In some cases tolerance is stable, while in others the allografts eventually fail. Emerging data have led us to
hypothesize that robust peripherally induced transplantation tolerance depends on multiple redundant cell-
intrinsic and -extrinsic mechanisms to control alloreactive T and B cells. This proposal focuses of defining the
mechanisms that control alloreactive B cells. This focus is based on considerable experimental and clinical
data that donor-specific antibody (DSA) is an independent barrier to long-term graft acceptance, and clinical
observation that the development of antibodies in tolerant patients leads ultimately to allograft rejection. Over
the past few years, my laboratory has focused on tracing the fate of endogenous alloreactive B cells in
transplantation rejection and tolerance.
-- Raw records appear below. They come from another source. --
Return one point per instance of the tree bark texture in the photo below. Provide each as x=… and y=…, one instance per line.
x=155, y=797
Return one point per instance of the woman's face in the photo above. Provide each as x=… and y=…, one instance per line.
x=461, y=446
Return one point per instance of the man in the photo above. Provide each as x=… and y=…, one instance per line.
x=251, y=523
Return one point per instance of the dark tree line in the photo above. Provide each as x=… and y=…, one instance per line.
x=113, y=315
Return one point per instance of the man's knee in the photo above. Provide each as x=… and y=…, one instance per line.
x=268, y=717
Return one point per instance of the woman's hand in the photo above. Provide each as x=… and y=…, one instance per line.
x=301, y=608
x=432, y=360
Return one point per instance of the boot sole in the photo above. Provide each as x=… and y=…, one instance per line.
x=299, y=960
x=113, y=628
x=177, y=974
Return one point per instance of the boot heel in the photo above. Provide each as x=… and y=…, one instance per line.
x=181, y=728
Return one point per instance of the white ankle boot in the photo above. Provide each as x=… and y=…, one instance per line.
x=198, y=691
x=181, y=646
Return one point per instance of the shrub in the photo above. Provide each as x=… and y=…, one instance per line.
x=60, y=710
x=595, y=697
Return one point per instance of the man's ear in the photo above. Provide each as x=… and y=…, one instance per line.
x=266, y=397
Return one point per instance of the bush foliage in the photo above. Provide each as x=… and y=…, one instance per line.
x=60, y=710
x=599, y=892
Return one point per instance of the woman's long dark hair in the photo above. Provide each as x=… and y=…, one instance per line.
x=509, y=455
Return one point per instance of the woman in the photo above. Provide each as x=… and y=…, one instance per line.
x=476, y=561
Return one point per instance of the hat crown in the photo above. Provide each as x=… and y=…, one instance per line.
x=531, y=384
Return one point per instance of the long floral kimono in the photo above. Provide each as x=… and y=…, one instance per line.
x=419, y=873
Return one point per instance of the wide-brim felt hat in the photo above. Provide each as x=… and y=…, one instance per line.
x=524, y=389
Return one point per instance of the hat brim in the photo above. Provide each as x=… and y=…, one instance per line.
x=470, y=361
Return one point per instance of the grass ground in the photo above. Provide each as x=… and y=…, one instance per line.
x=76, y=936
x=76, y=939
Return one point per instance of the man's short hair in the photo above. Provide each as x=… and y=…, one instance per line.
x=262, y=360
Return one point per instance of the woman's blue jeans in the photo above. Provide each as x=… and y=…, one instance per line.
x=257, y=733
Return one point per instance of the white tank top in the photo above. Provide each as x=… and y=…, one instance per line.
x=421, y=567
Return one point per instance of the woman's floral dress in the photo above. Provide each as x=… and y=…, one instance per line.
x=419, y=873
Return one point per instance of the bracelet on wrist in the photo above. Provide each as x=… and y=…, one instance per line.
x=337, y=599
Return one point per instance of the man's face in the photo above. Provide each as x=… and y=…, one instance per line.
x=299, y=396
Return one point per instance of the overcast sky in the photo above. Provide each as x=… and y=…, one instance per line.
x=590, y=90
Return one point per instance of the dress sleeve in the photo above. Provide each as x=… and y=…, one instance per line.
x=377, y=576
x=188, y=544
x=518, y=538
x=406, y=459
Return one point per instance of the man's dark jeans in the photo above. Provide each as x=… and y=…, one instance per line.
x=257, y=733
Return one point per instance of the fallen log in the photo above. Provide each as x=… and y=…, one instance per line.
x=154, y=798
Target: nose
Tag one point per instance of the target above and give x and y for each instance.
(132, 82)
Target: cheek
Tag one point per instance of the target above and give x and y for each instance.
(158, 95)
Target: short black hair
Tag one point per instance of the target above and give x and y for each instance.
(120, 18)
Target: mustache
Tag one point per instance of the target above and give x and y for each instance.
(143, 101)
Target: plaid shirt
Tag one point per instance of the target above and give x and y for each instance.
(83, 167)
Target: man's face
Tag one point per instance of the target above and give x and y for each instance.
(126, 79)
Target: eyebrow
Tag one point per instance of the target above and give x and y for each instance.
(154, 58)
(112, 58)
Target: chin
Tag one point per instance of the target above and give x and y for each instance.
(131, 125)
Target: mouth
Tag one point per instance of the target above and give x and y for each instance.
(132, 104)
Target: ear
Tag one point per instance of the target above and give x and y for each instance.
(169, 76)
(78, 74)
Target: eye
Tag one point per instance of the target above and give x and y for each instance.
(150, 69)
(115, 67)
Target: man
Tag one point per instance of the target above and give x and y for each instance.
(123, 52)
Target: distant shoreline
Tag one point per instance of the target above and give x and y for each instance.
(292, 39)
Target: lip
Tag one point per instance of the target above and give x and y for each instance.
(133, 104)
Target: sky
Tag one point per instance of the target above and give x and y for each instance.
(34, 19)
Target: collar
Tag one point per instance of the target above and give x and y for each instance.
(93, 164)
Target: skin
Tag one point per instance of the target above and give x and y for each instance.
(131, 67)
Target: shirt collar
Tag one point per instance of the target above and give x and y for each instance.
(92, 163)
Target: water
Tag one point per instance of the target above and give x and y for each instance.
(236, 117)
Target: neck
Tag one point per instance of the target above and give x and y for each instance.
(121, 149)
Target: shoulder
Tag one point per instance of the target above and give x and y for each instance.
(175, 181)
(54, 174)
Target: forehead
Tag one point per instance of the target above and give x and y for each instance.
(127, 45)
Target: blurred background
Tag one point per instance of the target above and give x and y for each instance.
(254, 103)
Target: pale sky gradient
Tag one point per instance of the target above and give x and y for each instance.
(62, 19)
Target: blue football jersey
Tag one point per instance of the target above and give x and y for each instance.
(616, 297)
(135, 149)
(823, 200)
Here, we propose to build on our exciting preliminary observations
made in a mouse model of cardiac allograft tolerance that donor-specific B cells are not completely deleted but
acquire a cell-autonomous dysfunctional state that prevents their differentiation into antibody-secreting cells
and that is resistant to T cell help. However, these tolerant cells are not completely inert and, remarkably, are
able to suppress naïve B cells in a donor-specific manner. We propose to define the: Aim 1. in vivo cellular
requirements for donor-reactive B cells to become intrinsically tolerant; Aim 2. mechanisms maintaining donor-
specific B cell-intrinsic tolerance and preventing their development into antibody-secreting cells; Aim 3.
Mechanisms and consequences of tolerant B cell-mediated suppression. We anticipate that the completion of
these studies will provide insights into novel mechanisms that result in and maintain B cell tolerance,
biomarkers that distinguish tolerant B cells from naïve or effector/memory B cells, and potential therapeutic
targets for controlling allograft-specific antibody responses in transplant recipients.

## Key facts

- **NIH application ID:** 10216969
- **Project number:** 5R01AI142747-03
- **Recipient organization:** UNIVERSITY OF CHICAGO
- **Principal Investigator:** Anita S Chong
- **Activity code:** R01 (R01, R21, SBIR, etc.)
- **Funding institute:** NIH
- **Fiscal year:** 2021
- **Award amount:** $549,342
- **Award type:** 5
- **Project period:** 2019-08-01 → 2023-07-31

## Primary source

NIH RePORTER: https://reporter.nih.gov/project-details/10216969

## Citation

> US National Institutes of Health, RePORTER application 10216969, Deconstructing B cell transplantation tolerance (5R01AI142747-03). Retrieved via AI Analytics 2026-05-24 from https://api.ai-analytics.org/grant/nih/10216969. Licensed CC0.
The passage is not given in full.